# JasperReports: Bericht kompilieren und anzeigen/exportieren



## Michaels (10. Aug 2004)

Hallo, 

kann mir jemand einen Quellcode (evtl. inkl. kleiner Anleitung) zur Verfügung stellen der eine xml-Datei über -Klassen kompiliert anzeigt und am Bildschirm (und/oder pdf) anzeigt? 

mfg Michael

_Editiert von P3AC3MAK3R: Titel präzisiert_


----------



## DP (10. Aug 2004)

hast du die print-xml schon erstellt?


----------



## Michaels (11. Aug 2004)

Ja, mit iReport. Ich möchte nun diesen Report aus meiner Anwendung aufrufen, habe keine Ahnung wie das funktionieren soll.


----------



## DP (11. Aug 2004)

sehr gut. hast du schon deine datatource und-factory-klassen erstellt?


----------



## Michaels (11. Aug 2004)

Nein, was ist den das? Ich fange gerade erst an und habe jasperReport erst vor ein paar Tagen herunter geladen.
Ich dachte eine Report-Vorlage (.jrxml), der Aufruf einer Methode die kompiliert und einer weitere Methode die den vorkompilierten Report einliest würde genügen.

Gruß Michael


----------



## DP (11. Aug 2004)

die kommen die daten denn in deinen report?
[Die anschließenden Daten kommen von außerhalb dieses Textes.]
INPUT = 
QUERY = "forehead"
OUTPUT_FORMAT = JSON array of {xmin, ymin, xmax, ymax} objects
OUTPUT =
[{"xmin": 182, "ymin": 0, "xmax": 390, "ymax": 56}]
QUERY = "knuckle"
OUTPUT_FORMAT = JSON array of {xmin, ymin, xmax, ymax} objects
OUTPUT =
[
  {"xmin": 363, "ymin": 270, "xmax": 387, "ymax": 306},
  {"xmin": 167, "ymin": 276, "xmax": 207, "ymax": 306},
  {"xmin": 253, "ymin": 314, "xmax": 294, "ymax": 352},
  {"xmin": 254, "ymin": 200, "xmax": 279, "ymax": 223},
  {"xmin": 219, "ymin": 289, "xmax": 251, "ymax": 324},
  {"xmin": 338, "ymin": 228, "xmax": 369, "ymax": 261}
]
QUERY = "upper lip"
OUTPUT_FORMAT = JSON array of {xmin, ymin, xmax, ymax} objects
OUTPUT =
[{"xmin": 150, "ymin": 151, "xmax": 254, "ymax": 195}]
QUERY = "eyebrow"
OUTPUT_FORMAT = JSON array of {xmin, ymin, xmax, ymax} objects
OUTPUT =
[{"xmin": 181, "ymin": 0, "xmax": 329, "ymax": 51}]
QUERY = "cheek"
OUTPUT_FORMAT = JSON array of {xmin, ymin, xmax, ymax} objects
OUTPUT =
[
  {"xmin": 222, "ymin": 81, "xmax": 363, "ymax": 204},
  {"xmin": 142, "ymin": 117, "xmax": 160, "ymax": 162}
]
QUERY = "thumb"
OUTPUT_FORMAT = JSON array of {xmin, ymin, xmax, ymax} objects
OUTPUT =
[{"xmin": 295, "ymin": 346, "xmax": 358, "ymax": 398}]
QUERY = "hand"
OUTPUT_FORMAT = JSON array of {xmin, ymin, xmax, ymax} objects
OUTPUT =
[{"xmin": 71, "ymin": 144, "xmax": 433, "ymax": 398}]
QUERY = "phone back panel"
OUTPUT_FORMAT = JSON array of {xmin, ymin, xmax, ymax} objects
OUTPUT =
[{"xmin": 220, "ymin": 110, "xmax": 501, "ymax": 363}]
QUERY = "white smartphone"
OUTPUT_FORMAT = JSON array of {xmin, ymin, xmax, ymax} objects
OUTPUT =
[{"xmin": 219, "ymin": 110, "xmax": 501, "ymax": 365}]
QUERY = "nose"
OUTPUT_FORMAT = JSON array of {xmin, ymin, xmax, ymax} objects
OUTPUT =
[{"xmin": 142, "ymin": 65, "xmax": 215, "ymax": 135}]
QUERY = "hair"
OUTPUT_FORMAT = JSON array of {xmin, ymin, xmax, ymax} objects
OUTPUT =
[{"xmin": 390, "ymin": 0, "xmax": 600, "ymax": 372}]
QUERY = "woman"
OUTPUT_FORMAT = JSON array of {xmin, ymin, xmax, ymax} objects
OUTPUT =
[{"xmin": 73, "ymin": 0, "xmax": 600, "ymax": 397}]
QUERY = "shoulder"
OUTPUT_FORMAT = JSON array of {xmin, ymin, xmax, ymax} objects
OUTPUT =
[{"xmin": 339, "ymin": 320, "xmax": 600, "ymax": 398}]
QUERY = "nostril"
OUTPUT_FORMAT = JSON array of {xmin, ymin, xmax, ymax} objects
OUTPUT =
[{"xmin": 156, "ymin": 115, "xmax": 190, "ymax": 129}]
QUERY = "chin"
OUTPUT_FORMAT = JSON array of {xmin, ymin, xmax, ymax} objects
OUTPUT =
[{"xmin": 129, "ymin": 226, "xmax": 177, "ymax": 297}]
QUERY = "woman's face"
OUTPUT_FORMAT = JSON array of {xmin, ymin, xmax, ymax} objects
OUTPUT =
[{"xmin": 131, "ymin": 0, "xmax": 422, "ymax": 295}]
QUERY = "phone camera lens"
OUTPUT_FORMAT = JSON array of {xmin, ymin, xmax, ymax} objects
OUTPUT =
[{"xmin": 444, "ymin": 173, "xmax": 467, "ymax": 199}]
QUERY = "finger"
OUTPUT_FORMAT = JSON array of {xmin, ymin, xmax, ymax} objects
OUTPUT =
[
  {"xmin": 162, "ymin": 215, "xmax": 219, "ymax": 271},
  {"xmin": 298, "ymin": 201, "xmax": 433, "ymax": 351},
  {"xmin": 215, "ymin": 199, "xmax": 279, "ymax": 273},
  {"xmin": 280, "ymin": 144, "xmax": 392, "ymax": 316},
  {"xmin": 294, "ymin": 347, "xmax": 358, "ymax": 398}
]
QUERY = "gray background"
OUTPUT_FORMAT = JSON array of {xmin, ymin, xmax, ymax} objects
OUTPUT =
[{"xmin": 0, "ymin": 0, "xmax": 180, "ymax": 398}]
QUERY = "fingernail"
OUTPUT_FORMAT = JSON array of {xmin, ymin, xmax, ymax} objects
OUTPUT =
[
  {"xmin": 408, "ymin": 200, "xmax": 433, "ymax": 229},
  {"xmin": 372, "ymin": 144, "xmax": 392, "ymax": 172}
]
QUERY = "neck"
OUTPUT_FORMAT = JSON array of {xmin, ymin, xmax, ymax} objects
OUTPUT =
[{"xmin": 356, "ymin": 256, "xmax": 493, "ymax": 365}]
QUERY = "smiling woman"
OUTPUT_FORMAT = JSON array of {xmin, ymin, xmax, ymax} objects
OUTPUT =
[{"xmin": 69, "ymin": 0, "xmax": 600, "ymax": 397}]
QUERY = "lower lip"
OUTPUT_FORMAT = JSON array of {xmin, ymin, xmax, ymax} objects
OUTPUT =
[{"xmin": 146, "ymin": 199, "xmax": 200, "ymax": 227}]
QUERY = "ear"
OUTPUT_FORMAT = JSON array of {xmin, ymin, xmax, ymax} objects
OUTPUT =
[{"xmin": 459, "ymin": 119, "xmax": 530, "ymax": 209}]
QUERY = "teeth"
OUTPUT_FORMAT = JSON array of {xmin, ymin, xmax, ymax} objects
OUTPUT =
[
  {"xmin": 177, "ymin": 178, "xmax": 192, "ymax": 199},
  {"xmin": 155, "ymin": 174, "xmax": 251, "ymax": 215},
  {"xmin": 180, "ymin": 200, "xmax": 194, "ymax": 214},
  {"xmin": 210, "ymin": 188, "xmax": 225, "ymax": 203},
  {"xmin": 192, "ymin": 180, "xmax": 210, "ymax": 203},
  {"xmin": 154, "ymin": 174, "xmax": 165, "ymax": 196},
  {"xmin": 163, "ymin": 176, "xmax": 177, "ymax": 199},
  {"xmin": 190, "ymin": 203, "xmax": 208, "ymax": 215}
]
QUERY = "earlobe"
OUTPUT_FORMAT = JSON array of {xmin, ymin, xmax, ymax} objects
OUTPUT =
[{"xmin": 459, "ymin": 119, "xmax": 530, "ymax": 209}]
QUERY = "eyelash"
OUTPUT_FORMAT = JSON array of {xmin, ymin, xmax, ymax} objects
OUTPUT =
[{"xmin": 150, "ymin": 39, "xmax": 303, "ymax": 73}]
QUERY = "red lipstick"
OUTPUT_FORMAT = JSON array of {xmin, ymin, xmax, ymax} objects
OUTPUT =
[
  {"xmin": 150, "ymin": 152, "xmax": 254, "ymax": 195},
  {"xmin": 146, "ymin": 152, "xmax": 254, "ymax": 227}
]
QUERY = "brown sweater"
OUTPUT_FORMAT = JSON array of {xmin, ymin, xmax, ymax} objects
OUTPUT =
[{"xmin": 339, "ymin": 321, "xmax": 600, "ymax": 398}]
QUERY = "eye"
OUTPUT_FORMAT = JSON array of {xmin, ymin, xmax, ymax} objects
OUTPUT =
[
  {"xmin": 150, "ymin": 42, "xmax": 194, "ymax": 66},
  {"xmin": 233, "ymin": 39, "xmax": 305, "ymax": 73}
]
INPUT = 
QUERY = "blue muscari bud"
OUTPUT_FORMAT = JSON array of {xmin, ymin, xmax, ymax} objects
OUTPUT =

über beans oder direkt aus der db?!


----------



## Michaels (11. Aug 2004)

Direkt aus der DB.
Ich habe eine hsql-DB aus der ich über einen Query, der im Report definiert ist, Daten auslese und im Report anzeigen lasse. Über iReport funktioniert das ganz gut. Nun versuche ich es ohne iReport.


----------



## DP (11. Aug 2004)

hmmm... damit habe ich noch nicht gearbeitet...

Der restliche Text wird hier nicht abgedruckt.